И на русский язык она перешла без всякого умысла. В Петербурге она открыто пользовалась им. Более того, она рассказывала в свете историю своих родителей, на этом и была основана ее «легенда»: «Она приехала в Россию искать своих русских родственников». Но на разговор по-русски с Матвеем было наложено строгое табу. Она видела в нем опасного противника и надеялась любым способом узнать, насколько он опасен.
Если бы не задание Шамбера, никогда бы она не стала играть с князем в любовь. Но служба заставила. Она начала эту игру и заигралась. Вот тут ей и вспомнился рассказанный Матвеем сон. Это случилось, когда они ехали из Польши. Произошла поломка кареты, они пошли гулять в цветущие луга.

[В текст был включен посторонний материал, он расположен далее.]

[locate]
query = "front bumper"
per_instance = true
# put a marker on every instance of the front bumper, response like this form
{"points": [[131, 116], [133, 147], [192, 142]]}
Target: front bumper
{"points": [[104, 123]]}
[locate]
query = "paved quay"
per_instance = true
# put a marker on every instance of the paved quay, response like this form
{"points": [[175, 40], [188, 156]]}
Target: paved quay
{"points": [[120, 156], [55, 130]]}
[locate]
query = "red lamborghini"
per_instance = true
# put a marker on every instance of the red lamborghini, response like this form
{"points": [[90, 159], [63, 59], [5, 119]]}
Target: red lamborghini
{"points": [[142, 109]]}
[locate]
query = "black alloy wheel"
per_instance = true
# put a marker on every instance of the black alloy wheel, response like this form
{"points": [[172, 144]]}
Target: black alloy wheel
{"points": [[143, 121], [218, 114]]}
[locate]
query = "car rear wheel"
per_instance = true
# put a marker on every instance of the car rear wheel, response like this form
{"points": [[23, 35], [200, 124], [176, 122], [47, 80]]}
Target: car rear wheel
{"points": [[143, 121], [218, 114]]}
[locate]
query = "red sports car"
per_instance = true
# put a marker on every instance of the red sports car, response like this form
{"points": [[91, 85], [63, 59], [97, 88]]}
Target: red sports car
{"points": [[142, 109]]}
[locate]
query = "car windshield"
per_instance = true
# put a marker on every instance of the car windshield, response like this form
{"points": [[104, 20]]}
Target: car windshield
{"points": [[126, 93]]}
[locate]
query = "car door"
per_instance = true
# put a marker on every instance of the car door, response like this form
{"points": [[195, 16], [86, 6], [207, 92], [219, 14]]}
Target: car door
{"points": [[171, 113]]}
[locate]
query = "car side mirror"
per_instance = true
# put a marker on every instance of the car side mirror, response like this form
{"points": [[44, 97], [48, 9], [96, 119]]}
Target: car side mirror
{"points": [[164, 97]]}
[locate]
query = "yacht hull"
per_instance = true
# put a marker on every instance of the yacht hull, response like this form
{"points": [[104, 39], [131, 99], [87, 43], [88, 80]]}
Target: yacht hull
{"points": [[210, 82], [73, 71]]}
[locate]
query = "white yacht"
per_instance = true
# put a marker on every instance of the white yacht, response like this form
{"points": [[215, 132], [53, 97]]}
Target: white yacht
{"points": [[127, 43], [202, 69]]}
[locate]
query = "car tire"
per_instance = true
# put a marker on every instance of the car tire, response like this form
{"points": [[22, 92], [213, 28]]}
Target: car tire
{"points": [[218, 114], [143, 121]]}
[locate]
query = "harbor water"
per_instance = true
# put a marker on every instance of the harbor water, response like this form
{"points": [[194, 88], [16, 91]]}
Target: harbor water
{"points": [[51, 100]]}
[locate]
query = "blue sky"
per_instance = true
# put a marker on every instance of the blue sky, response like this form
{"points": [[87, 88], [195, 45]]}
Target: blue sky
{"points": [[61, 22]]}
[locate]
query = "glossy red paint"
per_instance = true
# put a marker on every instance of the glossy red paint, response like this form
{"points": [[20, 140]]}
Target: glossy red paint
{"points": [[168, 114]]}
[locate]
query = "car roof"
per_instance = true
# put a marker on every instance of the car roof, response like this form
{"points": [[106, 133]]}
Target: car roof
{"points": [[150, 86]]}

Тогда ее всерьез озадачило и смутило видение Матвея: корабль в море, брызги пены в лицо, и она на палубе в красном плаще, а розовый шарф обвивает фок-мачту. Рассказ этот был столь точен, что Николь в первый момент испугалась. Неужели этот русский каким-то неведомым способом подсмотрел реальную картинку из ее жизни. Но ведь это полный абсурд, это невозможно! Князь тогда смутился и пролепетал, что видел корабль и даму у мачты во сне. Но ведь это знак! Сама фата-моргана подсказывает им, что встреча их не случайна, а просчитана заранее на небесах! А дальше все пошло, поехало, вырвалось из-под контроля.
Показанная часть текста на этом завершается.